In terms of strategies, face to face interaction is more powerful than advertisements both in getting people to vote and in engaging them to act.  This would require building a permanent organizing infrastructure (that is, one that is not created and dismantled around individual campaigns). It would mean relying on volunteers over paid staff.  And it will require choosing frames that inspire excitement and support rather than those that poll well with independents. This sort of organizing can’t be limited to elections–when people mobilize to elect candidates and then demobilize when those candidates take office, the policy that results will be a disappointment, as corporate interests and conservatives will continue to fight.  It has to include battles over policy and organizing in the workplace as well.
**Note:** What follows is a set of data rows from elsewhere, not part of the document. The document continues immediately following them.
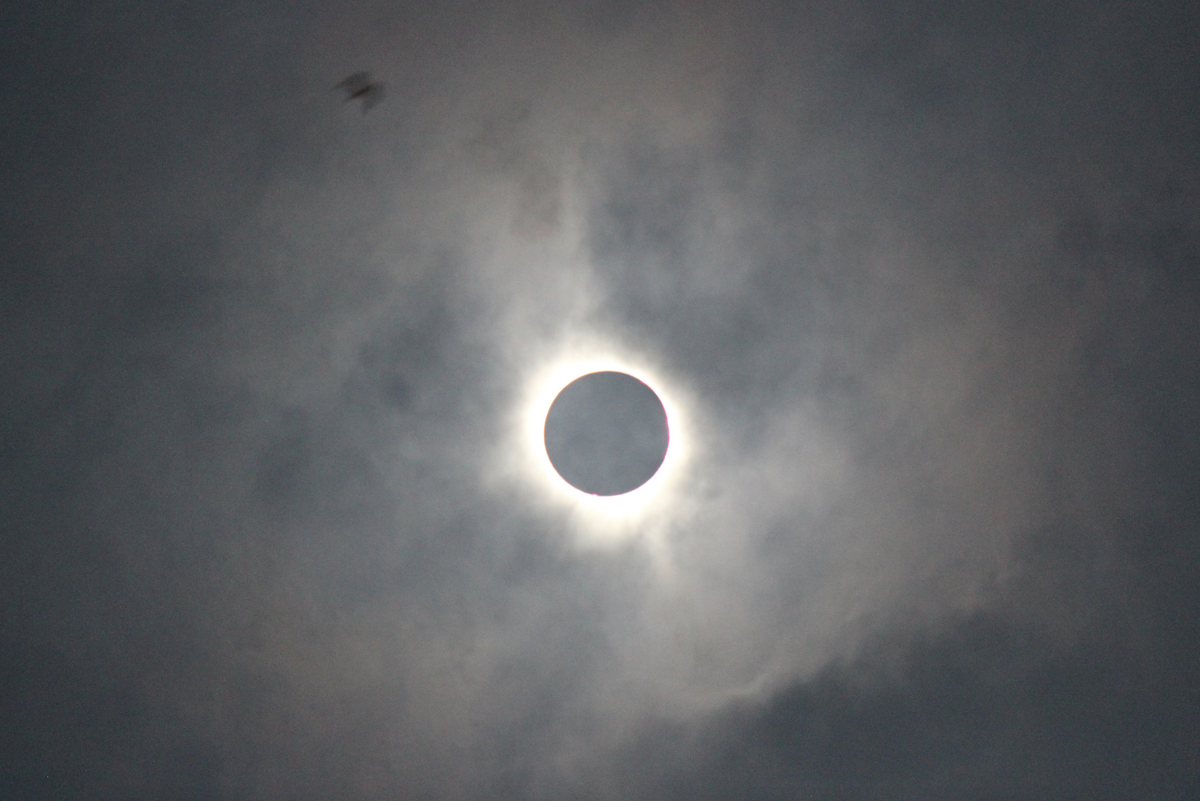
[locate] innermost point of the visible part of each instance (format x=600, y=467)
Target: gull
x=360, y=86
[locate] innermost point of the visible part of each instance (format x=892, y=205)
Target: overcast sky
x=918, y=283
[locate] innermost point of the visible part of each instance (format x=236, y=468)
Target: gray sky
x=917, y=284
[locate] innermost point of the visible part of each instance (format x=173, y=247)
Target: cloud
x=919, y=297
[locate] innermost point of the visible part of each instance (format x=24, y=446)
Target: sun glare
x=597, y=519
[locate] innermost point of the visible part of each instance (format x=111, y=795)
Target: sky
x=918, y=285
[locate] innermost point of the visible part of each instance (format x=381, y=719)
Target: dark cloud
x=917, y=281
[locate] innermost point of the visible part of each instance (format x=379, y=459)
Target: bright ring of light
x=598, y=521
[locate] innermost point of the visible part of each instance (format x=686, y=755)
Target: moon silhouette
x=606, y=433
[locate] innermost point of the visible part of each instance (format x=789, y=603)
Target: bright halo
x=599, y=519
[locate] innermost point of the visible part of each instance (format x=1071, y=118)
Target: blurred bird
x=360, y=86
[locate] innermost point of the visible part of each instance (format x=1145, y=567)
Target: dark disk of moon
x=606, y=433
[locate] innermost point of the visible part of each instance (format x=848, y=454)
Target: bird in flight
x=360, y=86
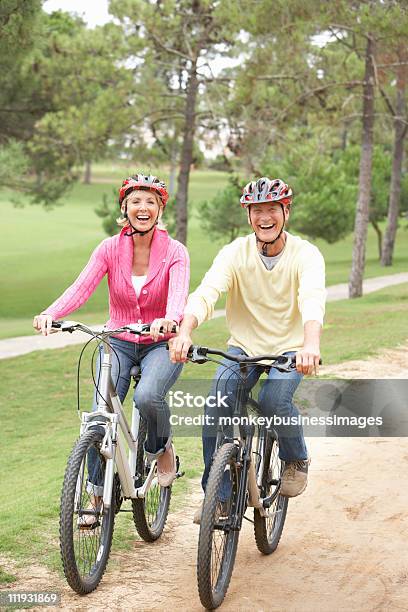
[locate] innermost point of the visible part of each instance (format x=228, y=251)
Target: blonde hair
x=123, y=222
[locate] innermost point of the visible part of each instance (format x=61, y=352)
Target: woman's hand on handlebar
x=42, y=323
x=179, y=346
x=160, y=327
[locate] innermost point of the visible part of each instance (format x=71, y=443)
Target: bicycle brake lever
x=198, y=354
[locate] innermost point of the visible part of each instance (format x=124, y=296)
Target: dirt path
x=343, y=547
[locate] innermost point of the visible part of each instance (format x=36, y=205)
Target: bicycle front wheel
x=268, y=529
x=86, y=526
x=149, y=513
x=217, y=545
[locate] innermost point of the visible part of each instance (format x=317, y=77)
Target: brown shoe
x=294, y=478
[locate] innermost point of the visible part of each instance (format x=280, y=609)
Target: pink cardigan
x=164, y=293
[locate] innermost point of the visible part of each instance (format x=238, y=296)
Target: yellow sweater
x=266, y=309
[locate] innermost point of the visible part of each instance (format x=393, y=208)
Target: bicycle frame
x=250, y=484
x=118, y=434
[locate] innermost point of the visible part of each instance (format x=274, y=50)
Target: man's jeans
x=158, y=375
x=275, y=399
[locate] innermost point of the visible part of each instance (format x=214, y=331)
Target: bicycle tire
x=268, y=531
x=83, y=573
x=213, y=585
x=149, y=513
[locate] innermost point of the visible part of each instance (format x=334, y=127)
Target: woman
x=148, y=278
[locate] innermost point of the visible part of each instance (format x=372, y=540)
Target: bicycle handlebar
x=138, y=329
x=198, y=354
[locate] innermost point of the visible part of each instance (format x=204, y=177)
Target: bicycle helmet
x=142, y=181
x=266, y=190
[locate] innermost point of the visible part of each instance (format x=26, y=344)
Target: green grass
x=43, y=252
x=6, y=578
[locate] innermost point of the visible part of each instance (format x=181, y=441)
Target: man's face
x=267, y=219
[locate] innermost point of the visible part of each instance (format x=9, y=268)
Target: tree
x=223, y=217
x=400, y=120
x=179, y=35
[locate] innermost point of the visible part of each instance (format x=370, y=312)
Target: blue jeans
x=158, y=375
x=275, y=398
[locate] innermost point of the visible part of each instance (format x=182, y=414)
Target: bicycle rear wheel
x=85, y=547
x=149, y=513
x=217, y=545
x=268, y=530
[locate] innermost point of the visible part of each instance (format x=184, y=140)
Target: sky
x=94, y=13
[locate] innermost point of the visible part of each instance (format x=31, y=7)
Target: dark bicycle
x=249, y=463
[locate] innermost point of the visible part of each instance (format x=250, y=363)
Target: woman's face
x=142, y=208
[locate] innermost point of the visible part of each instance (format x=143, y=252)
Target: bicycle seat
x=135, y=372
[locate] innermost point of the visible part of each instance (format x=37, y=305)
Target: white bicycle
x=106, y=466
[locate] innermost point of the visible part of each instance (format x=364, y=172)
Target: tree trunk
x=364, y=188
x=395, y=185
x=379, y=237
x=87, y=173
x=186, y=155
x=173, y=166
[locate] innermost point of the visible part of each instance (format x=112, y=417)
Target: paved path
x=11, y=347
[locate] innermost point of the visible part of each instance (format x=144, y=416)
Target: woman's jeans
x=275, y=399
x=158, y=375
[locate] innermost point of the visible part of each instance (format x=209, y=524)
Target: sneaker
x=90, y=521
x=167, y=467
x=294, y=478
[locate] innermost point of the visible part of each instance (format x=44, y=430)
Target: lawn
x=43, y=251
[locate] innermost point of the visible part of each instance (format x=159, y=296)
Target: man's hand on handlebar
x=307, y=360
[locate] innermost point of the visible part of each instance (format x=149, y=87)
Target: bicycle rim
x=268, y=530
x=217, y=541
x=84, y=547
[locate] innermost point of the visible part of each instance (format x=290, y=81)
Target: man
x=275, y=285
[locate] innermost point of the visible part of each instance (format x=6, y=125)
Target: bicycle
x=253, y=478
x=85, y=543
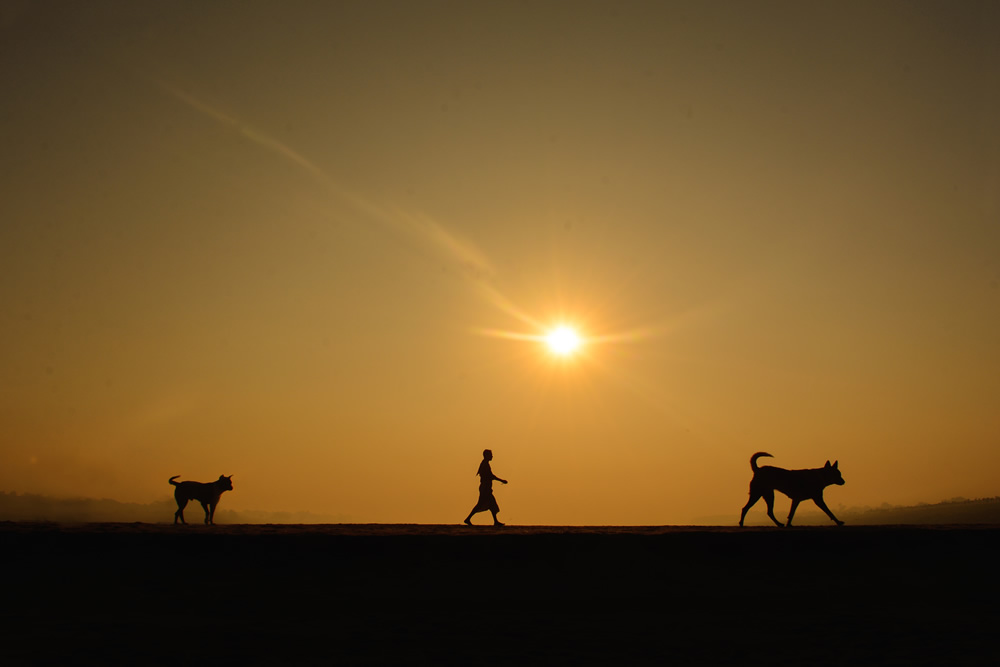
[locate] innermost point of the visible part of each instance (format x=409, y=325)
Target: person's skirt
x=486, y=501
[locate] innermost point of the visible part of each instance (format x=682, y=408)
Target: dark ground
x=382, y=594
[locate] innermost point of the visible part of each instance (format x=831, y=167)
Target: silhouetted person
x=486, y=499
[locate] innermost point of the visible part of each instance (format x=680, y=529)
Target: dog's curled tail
x=753, y=459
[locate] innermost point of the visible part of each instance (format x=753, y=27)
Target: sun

What about the intermediate steps?  Well, first corporations can be pressured directly to disclose their spending, and shareholders can pressure corporations not to use their money to advance political causes. (On the latter, remember the recent efforts to pressure corporations to stop supporting ALEC). The rules governing corporations could be changed to require them to get shareholder support in order to engage in electioneering or lobbying.  Public funding could be instituted at the state level (as long as they don’t include a trigger where candidates get more spending when they are being outspent the Supreme Court is unlikely to strike it down ,and it’s not clear that these triggers are necessary.)  And as an organizing infrastructure is created, it can be used to support candidates who in turn could be pressured not to use media strategies that require large donors.

None of this would be easy, but all of it is easier than a constitutional amendment.  Regardless, any approach has to operate within the system.
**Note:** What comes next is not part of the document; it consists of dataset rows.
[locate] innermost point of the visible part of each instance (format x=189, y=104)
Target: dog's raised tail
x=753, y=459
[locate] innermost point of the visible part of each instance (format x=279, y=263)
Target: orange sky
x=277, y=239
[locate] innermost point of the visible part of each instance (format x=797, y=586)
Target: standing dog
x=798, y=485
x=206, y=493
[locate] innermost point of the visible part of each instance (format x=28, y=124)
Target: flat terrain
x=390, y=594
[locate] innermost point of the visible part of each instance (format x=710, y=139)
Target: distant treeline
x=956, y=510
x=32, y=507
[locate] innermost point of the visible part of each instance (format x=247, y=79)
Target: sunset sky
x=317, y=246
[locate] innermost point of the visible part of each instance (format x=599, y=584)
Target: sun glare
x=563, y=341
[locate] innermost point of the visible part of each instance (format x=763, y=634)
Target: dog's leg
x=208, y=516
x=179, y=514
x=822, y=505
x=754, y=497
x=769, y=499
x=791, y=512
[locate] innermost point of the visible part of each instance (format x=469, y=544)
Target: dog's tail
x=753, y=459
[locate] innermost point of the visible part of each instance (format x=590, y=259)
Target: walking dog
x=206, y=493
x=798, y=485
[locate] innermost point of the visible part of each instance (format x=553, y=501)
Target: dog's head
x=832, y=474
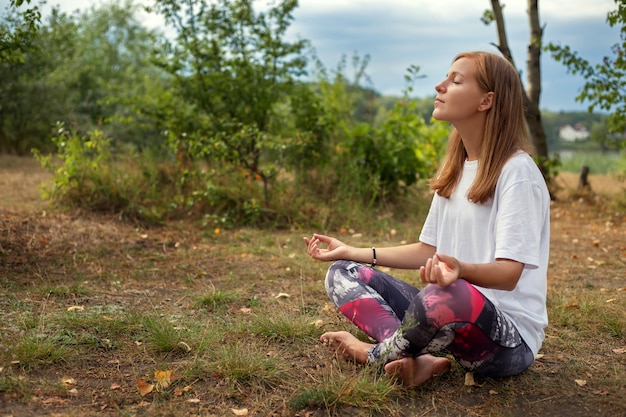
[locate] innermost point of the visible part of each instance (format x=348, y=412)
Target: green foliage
x=601, y=89
x=233, y=66
x=78, y=71
x=18, y=31
x=87, y=175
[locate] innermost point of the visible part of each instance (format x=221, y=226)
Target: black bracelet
x=373, y=257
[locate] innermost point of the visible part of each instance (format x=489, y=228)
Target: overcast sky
x=429, y=33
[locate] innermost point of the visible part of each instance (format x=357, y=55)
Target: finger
x=428, y=269
x=422, y=273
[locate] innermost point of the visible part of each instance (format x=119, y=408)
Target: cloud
x=427, y=33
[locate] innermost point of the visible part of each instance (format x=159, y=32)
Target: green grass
x=236, y=317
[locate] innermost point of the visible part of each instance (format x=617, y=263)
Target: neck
x=471, y=132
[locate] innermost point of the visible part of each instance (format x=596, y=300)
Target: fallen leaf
x=68, y=380
x=318, y=323
x=144, y=387
x=163, y=379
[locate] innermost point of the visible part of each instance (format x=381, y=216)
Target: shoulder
x=521, y=166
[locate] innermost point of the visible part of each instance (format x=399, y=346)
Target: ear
x=486, y=102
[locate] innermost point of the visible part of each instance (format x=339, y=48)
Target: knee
x=338, y=273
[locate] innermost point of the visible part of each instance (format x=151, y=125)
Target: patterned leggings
x=407, y=321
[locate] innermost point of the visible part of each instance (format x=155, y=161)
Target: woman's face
x=459, y=97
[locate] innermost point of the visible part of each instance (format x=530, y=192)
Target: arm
x=503, y=274
x=410, y=256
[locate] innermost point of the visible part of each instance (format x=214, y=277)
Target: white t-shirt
x=514, y=224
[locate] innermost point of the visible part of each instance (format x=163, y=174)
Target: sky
x=396, y=34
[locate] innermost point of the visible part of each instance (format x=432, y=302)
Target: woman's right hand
x=335, y=250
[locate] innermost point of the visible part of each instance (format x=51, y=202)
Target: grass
x=236, y=318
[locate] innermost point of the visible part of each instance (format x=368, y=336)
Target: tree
x=233, y=67
x=17, y=31
x=533, y=69
x=605, y=82
x=76, y=70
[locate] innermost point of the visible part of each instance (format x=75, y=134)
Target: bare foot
x=415, y=371
x=346, y=345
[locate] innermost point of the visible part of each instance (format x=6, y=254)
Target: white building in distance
x=569, y=133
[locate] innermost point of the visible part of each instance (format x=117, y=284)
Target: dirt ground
x=588, y=242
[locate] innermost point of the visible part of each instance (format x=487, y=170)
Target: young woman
x=482, y=252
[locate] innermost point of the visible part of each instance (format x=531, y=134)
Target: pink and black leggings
x=408, y=321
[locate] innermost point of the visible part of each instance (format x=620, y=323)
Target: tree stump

*I’m not convinced that Citizens United is the problem.  The system was fairly broken before that decision.  There’s little doubt that in the wake of the decision the amounts of campaign cash skyrocketed.  But simply returning to the pre-Citizens United rules would be no solution, and neither would placing spending limits on corporations alone.

**I’m leaving aside the question of disclosure, because I fail to see how 1) it’s possible using existing strategies or 2) why it would matter much.  I knew a number of people who worked in the business campaign finance sector in the late 90s. Back then, any conversation about campaign finance ended with their suggestion that the solution was full disclosure.  I don’t think it was because they wanted to limit the power of business.

[Update]

David Dayen has a really good take on how the decision to go forward with a recall in Wisconsin narrowed the possibilities there that’s well worth checking out.  A taste:

The populist movement that arose from the uprising could have used every dollar given to a politician or an outside campaign spending group and used it in community-based organizing. We could have seen well-funded nonviolent actions. We could have seen education campaigns, going door to door with a message rather than an ask to support Tom Barrett or whoever else. We could have seen economic boycotts on Walker-supporting businesses. We could have seen more organizing into broad coalitions around the idea of repealing the rights-stripping collective bargaining law. We could have seen an insurgent movement, one that captured the energy of the uprising rather than re-channeled it.